Jim Kennelly’s bottle for Foxtrot and The Violet Hour’s whisky celebrates the history of Chicago
Digital corner store and delivery service Foxtrot have partnered with Chicago’s artisanal cocktail bar The Violet Hour to devise a whisky blend of Kentucky straight bourbon. Tasking Milwaukee-based multi-disciplinary creative Jim Kennelly to help tell their story, the resulting identity is one referential to The Violet Hour’s pre-prohibition-style attitude to whisky, while being fundamentally celebratory of the liquor’s hometown of Chicago.
Finding its graphic voice through vintage printed materials, such as newspapers and liquor labels, Kennelly’s typographically-led identity and bottle design demonstrates creative strength in the nonchalance of its aesthetic. Combining characterful illustration and tender typography to create something both familiar and visually distinct.
Discussing the influence from vintage newspapers, Kennelly tells us that knowing the solution was going to be typographically focused, “we had to create a look that allowed us to give consumers multiple points of information as quickly as possible,” Kennelly explains. “We immediately were drawn to the idea of treating this as a sort of tabloid,” he adds, “using headlines and visual hierarchy to tell consumers what they need to know through an editorial format,” noting the aesthetic reference to America’s prohibition era.
With this in mind, Kennelly opted for Epoque Black as the primary typeface alongside Agipo Bold Condensed for the secondary headlines, with the editorial-esque construction of both lending themselves to the overarching chosen aesthetic.

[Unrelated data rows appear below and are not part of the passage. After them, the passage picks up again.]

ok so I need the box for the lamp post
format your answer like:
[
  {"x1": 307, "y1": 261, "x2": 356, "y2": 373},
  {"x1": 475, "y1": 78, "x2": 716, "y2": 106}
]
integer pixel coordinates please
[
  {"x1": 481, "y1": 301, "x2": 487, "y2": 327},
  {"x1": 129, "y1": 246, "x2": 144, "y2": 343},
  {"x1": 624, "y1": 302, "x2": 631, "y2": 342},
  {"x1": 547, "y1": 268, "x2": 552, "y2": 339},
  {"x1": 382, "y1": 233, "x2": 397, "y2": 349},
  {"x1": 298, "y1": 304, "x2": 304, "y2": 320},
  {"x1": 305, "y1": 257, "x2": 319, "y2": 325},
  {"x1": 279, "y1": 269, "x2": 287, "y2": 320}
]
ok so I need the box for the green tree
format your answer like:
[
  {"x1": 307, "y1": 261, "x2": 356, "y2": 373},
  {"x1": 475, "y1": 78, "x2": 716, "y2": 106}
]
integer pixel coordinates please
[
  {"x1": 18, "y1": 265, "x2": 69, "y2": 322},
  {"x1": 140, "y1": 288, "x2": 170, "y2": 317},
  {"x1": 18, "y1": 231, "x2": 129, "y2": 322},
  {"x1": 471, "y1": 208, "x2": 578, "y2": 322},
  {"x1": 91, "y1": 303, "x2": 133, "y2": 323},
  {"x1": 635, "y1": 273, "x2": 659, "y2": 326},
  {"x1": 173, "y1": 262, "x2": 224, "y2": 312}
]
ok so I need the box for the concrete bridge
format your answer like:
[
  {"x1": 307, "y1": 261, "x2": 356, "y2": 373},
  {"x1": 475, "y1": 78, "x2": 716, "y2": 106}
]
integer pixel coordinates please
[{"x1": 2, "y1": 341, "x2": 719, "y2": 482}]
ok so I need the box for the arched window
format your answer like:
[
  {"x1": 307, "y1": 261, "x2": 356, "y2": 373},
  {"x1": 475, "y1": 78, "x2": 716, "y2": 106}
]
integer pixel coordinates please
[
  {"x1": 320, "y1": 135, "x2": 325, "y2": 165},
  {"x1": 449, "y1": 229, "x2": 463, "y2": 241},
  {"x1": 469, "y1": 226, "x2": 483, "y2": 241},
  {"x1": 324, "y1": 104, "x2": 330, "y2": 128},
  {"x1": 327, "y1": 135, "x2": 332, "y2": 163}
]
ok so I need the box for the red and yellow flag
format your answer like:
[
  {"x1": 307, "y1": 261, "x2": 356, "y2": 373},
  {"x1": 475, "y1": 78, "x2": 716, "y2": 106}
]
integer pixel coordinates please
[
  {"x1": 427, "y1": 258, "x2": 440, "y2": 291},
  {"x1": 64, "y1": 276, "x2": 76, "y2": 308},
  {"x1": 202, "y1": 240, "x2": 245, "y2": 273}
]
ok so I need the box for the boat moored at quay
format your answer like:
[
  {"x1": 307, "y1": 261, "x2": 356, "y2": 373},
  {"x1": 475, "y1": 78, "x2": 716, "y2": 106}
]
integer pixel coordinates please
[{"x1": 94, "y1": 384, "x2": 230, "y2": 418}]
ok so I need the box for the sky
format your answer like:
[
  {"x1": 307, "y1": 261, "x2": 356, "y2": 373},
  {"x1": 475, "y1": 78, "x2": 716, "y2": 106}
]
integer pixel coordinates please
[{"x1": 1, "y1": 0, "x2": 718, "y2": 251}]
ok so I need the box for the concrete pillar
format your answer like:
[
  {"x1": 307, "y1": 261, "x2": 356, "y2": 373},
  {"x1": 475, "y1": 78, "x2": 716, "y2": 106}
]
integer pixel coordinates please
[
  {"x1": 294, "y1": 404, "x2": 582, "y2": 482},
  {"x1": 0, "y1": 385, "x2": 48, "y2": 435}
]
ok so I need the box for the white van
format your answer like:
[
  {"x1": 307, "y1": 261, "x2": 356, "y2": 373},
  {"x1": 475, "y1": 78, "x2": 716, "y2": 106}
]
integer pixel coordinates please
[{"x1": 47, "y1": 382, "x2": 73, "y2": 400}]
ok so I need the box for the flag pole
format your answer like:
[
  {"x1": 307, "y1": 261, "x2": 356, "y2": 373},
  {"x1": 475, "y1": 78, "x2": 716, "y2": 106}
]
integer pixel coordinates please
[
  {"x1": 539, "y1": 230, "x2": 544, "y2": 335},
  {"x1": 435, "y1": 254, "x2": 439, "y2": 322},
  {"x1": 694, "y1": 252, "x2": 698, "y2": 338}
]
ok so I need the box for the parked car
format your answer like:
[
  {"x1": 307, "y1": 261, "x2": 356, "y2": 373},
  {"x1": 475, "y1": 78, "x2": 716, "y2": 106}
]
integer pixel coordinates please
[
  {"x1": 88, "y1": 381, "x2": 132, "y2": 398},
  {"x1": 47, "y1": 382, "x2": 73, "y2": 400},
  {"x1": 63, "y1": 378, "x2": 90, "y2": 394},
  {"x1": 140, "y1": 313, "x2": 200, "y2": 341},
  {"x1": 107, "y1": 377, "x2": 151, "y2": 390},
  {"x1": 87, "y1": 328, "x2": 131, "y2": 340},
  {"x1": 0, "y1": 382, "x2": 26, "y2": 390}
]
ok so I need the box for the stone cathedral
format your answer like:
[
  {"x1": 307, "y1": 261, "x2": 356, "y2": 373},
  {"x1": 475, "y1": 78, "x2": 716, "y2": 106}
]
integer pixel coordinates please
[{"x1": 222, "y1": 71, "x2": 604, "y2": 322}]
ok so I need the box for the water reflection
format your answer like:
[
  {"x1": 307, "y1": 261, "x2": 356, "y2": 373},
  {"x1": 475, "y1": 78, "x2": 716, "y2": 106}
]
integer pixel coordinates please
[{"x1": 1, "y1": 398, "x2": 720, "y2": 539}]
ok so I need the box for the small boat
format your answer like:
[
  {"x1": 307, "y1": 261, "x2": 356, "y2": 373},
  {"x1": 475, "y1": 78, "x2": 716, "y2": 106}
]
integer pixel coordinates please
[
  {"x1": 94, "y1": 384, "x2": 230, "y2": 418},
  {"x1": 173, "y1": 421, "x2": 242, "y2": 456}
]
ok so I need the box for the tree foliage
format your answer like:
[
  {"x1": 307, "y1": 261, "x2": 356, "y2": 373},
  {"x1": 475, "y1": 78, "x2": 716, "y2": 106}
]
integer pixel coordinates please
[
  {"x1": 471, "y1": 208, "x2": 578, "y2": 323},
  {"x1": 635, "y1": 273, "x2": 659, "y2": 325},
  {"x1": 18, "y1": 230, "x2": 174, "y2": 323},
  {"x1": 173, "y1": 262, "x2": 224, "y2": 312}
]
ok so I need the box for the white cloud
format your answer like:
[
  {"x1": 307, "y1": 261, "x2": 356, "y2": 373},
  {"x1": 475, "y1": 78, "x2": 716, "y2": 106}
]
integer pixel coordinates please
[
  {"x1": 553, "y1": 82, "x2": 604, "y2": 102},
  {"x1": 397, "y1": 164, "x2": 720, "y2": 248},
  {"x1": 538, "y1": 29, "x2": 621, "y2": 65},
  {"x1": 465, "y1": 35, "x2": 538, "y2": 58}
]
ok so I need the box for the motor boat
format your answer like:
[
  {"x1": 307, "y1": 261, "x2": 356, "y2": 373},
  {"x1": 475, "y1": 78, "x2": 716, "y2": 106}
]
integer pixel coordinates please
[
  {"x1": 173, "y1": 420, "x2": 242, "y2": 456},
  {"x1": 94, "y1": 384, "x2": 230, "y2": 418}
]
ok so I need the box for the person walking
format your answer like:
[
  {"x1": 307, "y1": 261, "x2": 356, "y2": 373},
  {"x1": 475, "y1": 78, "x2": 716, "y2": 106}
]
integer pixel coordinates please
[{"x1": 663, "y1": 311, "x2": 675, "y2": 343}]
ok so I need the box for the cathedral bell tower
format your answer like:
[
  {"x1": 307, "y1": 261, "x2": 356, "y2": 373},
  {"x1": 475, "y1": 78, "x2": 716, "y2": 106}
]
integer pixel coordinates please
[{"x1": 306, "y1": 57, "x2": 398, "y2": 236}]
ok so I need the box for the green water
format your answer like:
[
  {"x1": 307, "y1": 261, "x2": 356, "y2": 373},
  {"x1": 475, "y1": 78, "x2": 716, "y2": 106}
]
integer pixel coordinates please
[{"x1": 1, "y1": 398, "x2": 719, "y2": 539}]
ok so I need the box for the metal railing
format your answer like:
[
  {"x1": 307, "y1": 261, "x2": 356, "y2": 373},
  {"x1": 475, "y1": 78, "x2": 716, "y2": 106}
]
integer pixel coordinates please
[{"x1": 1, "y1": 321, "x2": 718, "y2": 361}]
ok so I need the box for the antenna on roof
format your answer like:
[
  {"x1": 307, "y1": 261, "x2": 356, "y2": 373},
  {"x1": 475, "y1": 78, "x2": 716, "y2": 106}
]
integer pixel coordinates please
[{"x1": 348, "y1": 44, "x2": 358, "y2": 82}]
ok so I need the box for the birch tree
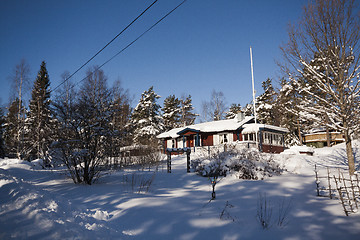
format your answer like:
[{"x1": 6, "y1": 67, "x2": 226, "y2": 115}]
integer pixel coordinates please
[
  {"x1": 9, "y1": 59, "x2": 30, "y2": 159},
  {"x1": 281, "y1": 0, "x2": 360, "y2": 175},
  {"x1": 53, "y1": 67, "x2": 115, "y2": 184},
  {"x1": 201, "y1": 90, "x2": 227, "y2": 122}
]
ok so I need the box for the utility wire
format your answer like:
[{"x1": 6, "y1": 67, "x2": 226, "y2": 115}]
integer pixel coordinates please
[
  {"x1": 52, "y1": 0, "x2": 158, "y2": 93},
  {"x1": 66, "y1": 0, "x2": 187, "y2": 91}
]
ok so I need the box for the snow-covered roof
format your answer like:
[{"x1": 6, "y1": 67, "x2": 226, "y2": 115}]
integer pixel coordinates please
[
  {"x1": 157, "y1": 116, "x2": 254, "y2": 139},
  {"x1": 183, "y1": 116, "x2": 254, "y2": 133},
  {"x1": 242, "y1": 123, "x2": 289, "y2": 134},
  {"x1": 156, "y1": 126, "x2": 185, "y2": 139},
  {"x1": 157, "y1": 116, "x2": 289, "y2": 139}
]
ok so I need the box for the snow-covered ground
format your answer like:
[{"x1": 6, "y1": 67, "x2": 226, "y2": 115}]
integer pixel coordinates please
[{"x1": 1, "y1": 142, "x2": 360, "y2": 240}]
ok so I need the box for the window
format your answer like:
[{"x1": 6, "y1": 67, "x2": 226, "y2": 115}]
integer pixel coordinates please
[
  {"x1": 262, "y1": 132, "x2": 283, "y2": 146},
  {"x1": 223, "y1": 134, "x2": 228, "y2": 143},
  {"x1": 249, "y1": 133, "x2": 254, "y2": 141},
  {"x1": 263, "y1": 132, "x2": 269, "y2": 144}
]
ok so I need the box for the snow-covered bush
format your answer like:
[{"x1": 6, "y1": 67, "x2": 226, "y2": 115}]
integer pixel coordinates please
[{"x1": 192, "y1": 147, "x2": 283, "y2": 180}]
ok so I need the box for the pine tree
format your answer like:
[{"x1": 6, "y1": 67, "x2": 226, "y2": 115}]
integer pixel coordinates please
[
  {"x1": 25, "y1": 61, "x2": 54, "y2": 160},
  {"x1": 256, "y1": 78, "x2": 277, "y2": 125},
  {"x1": 0, "y1": 107, "x2": 5, "y2": 158},
  {"x1": 276, "y1": 78, "x2": 311, "y2": 145},
  {"x1": 131, "y1": 86, "x2": 163, "y2": 145},
  {"x1": 243, "y1": 103, "x2": 254, "y2": 117},
  {"x1": 162, "y1": 95, "x2": 181, "y2": 131},
  {"x1": 226, "y1": 103, "x2": 242, "y2": 119},
  {"x1": 180, "y1": 95, "x2": 198, "y2": 126},
  {"x1": 180, "y1": 95, "x2": 197, "y2": 126}
]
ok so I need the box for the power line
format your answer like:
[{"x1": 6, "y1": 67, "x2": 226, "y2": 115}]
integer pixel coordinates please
[
  {"x1": 65, "y1": 0, "x2": 188, "y2": 92},
  {"x1": 52, "y1": 0, "x2": 158, "y2": 93}
]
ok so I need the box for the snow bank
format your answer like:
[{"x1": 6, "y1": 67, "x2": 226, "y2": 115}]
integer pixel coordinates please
[
  {"x1": 280, "y1": 145, "x2": 315, "y2": 155},
  {"x1": 0, "y1": 166, "x2": 117, "y2": 239}
]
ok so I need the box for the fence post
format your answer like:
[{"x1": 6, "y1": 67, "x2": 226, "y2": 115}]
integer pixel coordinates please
[
  {"x1": 327, "y1": 167, "x2": 332, "y2": 199},
  {"x1": 315, "y1": 164, "x2": 320, "y2": 196},
  {"x1": 334, "y1": 175, "x2": 348, "y2": 216},
  {"x1": 186, "y1": 149, "x2": 191, "y2": 173},
  {"x1": 350, "y1": 175, "x2": 358, "y2": 210},
  {"x1": 342, "y1": 172, "x2": 354, "y2": 213},
  {"x1": 167, "y1": 150, "x2": 171, "y2": 173}
]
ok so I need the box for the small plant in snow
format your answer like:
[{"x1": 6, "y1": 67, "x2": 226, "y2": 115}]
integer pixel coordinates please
[
  {"x1": 277, "y1": 197, "x2": 292, "y2": 228},
  {"x1": 122, "y1": 172, "x2": 155, "y2": 193},
  {"x1": 256, "y1": 192, "x2": 293, "y2": 230},
  {"x1": 220, "y1": 201, "x2": 235, "y2": 222},
  {"x1": 256, "y1": 192, "x2": 273, "y2": 229}
]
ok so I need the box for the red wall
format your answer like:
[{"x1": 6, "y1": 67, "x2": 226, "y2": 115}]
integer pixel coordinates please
[
  {"x1": 262, "y1": 144, "x2": 285, "y2": 153},
  {"x1": 233, "y1": 132, "x2": 242, "y2": 141},
  {"x1": 201, "y1": 134, "x2": 213, "y2": 146}
]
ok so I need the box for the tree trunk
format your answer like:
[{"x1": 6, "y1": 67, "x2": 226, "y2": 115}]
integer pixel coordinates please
[
  {"x1": 297, "y1": 118, "x2": 302, "y2": 145},
  {"x1": 344, "y1": 128, "x2": 355, "y2": 175},
  {"x1": 17, "y1": 75, "x2": 23, "y2": 160},
  {"x1": 325, "y1": 115, "x2": 331, "y2": 147}
]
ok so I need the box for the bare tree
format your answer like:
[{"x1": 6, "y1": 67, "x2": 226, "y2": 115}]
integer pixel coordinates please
[
  {"x1": 201, "y1": 90, "x2": 227, "y2": 122},
  {"x1": 281, "y1": 0, "x2": 360, "y2": 175},
  {"x1": 9, "y1": 59, "x2": 30, "y2": 104},
  {"x1": 9, "y1": 59, "x2": 30, "y2": 159},
  {"x1": 53, "y1": 71, "x2": 77, "y2": 142},
  {"x1": 110, "y1": 79, "x2": 132, "y2": 152}
]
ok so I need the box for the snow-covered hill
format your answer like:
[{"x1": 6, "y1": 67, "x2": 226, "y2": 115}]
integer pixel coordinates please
[{"x1": 0, "y1": 142, "x2": 359, "y2": 240}]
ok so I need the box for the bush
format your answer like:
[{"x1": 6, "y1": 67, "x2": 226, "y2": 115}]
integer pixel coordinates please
[{"x1": 192, "y1": 147, "x2": 283, "y2": 180}]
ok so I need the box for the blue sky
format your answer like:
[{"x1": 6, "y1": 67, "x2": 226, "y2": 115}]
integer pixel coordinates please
[{"x1": 0, "y1": 0, "x2": 307, "y2": 116}]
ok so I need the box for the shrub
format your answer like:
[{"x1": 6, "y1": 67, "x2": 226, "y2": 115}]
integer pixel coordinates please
[{"x1": 192, "y1": 148, "x2": 283, "y2": 180}]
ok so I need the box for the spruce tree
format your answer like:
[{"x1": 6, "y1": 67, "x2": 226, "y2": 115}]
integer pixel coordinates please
[
  {"x1": 131, "y1": 86, "x2": 163, "y2": 145},
  {"x1": 25, "y1": 61, "x2": 54, "y2": 160},
  {"x1": 162, "y1": 95, "x2": 181, "y2": 131}
]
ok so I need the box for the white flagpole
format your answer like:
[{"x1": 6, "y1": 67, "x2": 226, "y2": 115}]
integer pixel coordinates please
[
  {"x1": 250, "y1": 46, "x2": 257, "y2": 124},
  {"x1": 250, "y1": 46, "x2": 258, "y2": 147}
]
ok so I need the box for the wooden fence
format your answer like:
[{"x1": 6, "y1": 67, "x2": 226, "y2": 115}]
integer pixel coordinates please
[{"x1": 315, "y1": 165, "x2": 360, "y2": 216}]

“Once we landed the editorial style, we explored many colour directions,” Kennelly recalls, “we were hoping to do something unexpected and poppy,” he adds, before ultimately returning to the brand’s original strategy. “It had to work well on the shelves of Foxtrot,” Kennelly explains, “but it also had to feel at home in the low light of The Violet Hour,” he notes, detailing the latter as a Michelin star establishment. Needing to therefore feel both friendly and premium, Kennelly recalls the decision to implement a more traditional editorial palette, “allowing the focus to be on the story,” he concludes, “and not on crazy colour choices.”